NOT LILYPADS. The sunflower field where Dutch white clover was interseeded ended up having standing water after a major rainstorm. The Dutch white clover still came up through the water.
“Breaking even and hoping to get one good crop every 5 years was a really challenging and stressful way to live,” Pfaltzgraff says. “We were very concerned about losing the farm. You don’t want to lose what your entire family has worked on for generations.”
The Pfaltzgraffs have discovered that there are a lot more markets out there for cash crops than they had been aware of.
“When we first started doing continuous cropping, my dad said that I could grow whatever I want, as long as I had a market before it’s planted,” Pfaltzgraff says. “The local CHS coop takes wheat, sunflowers, field peas, proso millet, corn, milo and oats. So, they actually take a lot.”
Pfaltzgraff wanted to raise buckwheat for the soil health benefits and because it frees up phosphorus in the soil, which the soil on their farm lacks.
“I talked to a friend about marketing our buckwheat, and he knew of a gluten-free malting company that was looking for buckwheat,” Pfaltzgraff says. “The first year we sold to them, they forecasted that they’d need 25,000 pounds, and we sold them 35,000 pounds. The forecast for next year is a single client that wants more than 250,000 pounds.”

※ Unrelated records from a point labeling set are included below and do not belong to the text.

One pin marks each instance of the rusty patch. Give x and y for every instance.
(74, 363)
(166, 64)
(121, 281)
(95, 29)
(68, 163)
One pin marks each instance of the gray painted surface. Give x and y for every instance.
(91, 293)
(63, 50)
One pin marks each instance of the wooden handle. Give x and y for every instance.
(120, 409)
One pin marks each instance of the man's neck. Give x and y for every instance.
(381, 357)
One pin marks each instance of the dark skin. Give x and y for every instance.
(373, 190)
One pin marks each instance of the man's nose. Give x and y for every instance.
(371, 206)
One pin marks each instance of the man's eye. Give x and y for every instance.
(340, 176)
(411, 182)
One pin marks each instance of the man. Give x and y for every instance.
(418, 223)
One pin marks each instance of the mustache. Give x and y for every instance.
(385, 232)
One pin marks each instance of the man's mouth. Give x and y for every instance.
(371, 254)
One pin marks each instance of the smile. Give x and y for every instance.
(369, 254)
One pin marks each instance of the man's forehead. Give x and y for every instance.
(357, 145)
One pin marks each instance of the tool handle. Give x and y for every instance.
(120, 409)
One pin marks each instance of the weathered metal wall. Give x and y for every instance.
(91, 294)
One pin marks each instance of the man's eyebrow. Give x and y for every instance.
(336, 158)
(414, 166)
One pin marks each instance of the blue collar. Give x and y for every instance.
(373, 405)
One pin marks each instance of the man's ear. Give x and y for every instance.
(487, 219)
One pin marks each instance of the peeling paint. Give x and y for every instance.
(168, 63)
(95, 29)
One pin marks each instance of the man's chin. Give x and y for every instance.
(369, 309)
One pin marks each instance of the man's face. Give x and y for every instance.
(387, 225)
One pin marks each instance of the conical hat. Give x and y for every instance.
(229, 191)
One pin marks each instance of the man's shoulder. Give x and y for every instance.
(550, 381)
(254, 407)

Their buckwheat goes to 70 different gluten-free breweries in the U.S. and 7 other countries. The same malting company also takes their millet and oats after they’ve been cleaned.
“One year, we had some extra buckwheat, and I started poking around on the internet, and found Minn-Dak, a buckwheat company in Grand Forks, N.D., that processes buckwheat and sends it to Japan for soba noodles,” Pfaltzgraff says. “They were bidding 23 cents a pound and asked me to send a sample.”

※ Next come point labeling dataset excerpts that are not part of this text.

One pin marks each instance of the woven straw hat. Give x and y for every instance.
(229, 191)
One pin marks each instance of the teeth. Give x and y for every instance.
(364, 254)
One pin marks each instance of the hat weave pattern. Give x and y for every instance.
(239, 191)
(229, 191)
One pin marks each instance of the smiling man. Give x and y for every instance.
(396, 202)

Three days after sending a sample to Minn-Dak, they called Pfaltzgraff and told him they’d pay 25 cents a pound and the trucks would come to the farm to pick up the buckwheat.
“Buckwheat usually runs around 12% protein, but ours was more than 18%,” he says. “The extra stress on the plant is what produces protein.”
He attributes continuous cropping with allowing the operation to add diversity and more efficiency.
“It used to be we had to get 700 acres of wheat in the ground in a week, and we had a week to get it harvested,” Pfaltzgraff says. “Now, with 80 acres of this and 160 acres of that, we can do it ourselves. So, our equipment is actually moving more days out of the year.”
This increase in efficiency has allowed the Pfaltzgraffs to cut $40,000 in custom harvesting. The operation has tripled its revenue, although expenses have doubled.
“Last year, our cash flows were shocking,” he says. “The first time the banker saw the new cash flow projections with all the different crops, he didn’t want to loan us the money. But then, when we showed him the documentation of where everything was going to be sold, the price we were going to get and the average yield we expected, they went along with it.”
The operation has been able to make a major capital investment in new equipment, thanks to the increased cash flow.
“Our accountant said that we actually recapitalized the farm in a single year,” Pfaltzgraff says. “He said you see that in big business, but not in agriculture.”
The Pfaltzgraffs are even going to have to start paying taxes once depreciation runs out on their new equipment.
Grain inventory also looks a bit different these days in their operation. Previously, inventory would be at zero, because all the crops would be sold to the elevator. Now, the Pfaltzgraffs roll over a couple hundred thousand dollars’ worth of inventory.
“With these specialty markets, they don’t necessarily want all of the crop at once,” he says. “For example, the company we sell buckwheat to wants 30,000 pounds at a time over 6-9 months. It’s a learning curve for both us and the banker.”